Pharmacologic treatment of depression 

in the elderly

  1. Christopher Frank, MD FCFP
+ Author Affiliations
  1. Associate Professor in the Department of Medicine at Queen’s University and Clinical Lead of Specialized Geriatrics at St Mary’s of the Lake Hospital in Kingston, Ont.
  1. Correspondence: Dr Christopher Frank, St Mary’s of the Lake Hospital, 340 Union St, Kingston, ON K7L 5A2; telephone 613 548-7222, extension 2208; fax 613 544-4017; e-mail frankc@pccchealth.org

Abstract

Objective
  To discuss pharmacologic treatment of depression in the elderly, including choice of antidepressants, titration of dose, monitoring of response and side effects, and treatment of unresponsive cases.
Sources of information 

 The 2006 Canadian Coalition for Seniors’ Mental Health guideline on the assessment and treatment of depression was used as a primary source. To identify articles published since the guideline, MEDLINE was searched from 2007 to 2012 using the terms depression, treatment, drug therapy, and elderly.

Main message 
The goal of treatment should be remission of symptoms. Improvement of symptoms can be monitored by identifying patient goals or by use of a clinical tool such as the Patient Health Questionnaire–9. 
Treatment should be considered in 3 phases: 
an acute treatment phase to achieve remission of symptoms, a continuation phase to prevent recurrence of the same episode of illness (relapse),
 and a maintenance (prophylaxis) phase to prevent future episodes (recurrence). 

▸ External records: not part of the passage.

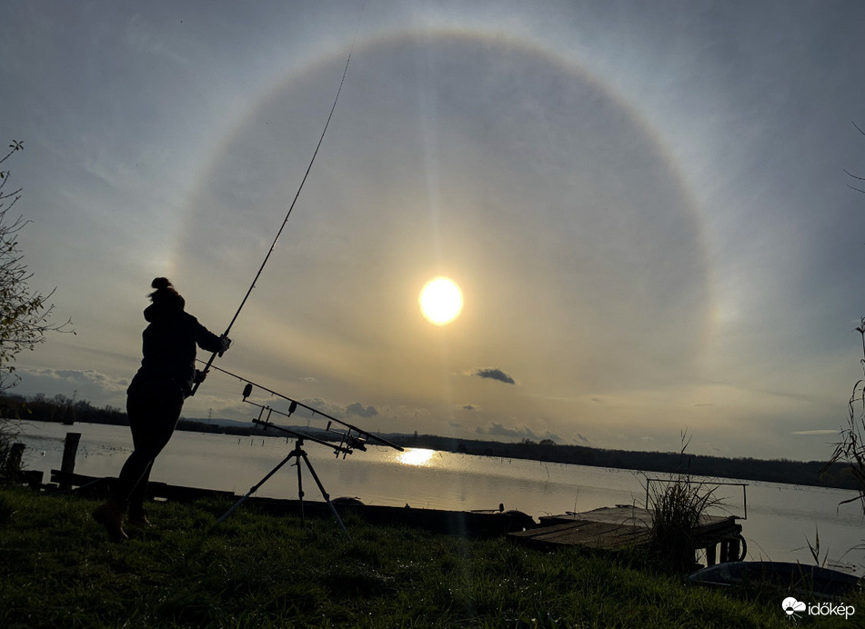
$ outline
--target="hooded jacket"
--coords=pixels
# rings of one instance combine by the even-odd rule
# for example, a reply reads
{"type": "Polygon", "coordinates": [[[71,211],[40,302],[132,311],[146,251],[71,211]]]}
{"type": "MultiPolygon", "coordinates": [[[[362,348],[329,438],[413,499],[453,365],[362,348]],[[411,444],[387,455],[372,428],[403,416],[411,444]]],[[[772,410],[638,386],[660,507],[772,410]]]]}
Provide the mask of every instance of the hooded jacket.
{"type": "Polygon", "coordinates": [[[144,316],[149,324],[141,334],[144,357],[129,388],[143,382],[172,381],[188,394],[195,384],[196,346],[219,352],[222,342],[176,304],[151,304],[144,316]]]}

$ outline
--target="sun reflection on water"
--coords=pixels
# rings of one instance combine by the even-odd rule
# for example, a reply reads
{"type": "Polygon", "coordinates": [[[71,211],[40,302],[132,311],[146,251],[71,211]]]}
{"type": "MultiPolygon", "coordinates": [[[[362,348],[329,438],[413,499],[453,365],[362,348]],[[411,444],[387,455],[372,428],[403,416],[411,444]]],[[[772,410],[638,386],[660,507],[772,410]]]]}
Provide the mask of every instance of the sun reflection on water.
{"type": "Polygon", "coordinates": [[[429,459],[432,458],[434,454],[436,454],[435,450],[408,448],[405,452],[399,453],[397,460],[407,465],[427,465],[429,464],[429,459]]]}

Initial dosing should be half of the usual adult starting dose and be titrated regularly until the patient responds, until the maximum dose is reached, or until side effects limit further increases. 

Common side effects of medications include falls, nausea, dizziness, headaches, and, less commonly, hyponatremia and QT interval changes. 

Strategies for switching or augmenting antidepressants are discussed. 
 Older patients should be treated for at least a year from when clinical improvement is noted, and those with recurrent depression or severe symptoms should continue treatment indefinitely. 

Treatment of specific situations such as severe depression or depression with psychosis is discussed, including the use of electroconvulsive therapy. 

Criteria for referral to geriatric psychiatry are provided; however, many family physicians do not have easy access to this resource or to other nonpharmacologic clinical strategies.


Conclusion 

 The effectiveness of pharmacologic treatment of depression is not substantially affected by age. Identification of depression, choice of appropriate treatment, titration of medications, monitoring of side effects, and adequate duration of treatment will improve outcomes for older patients.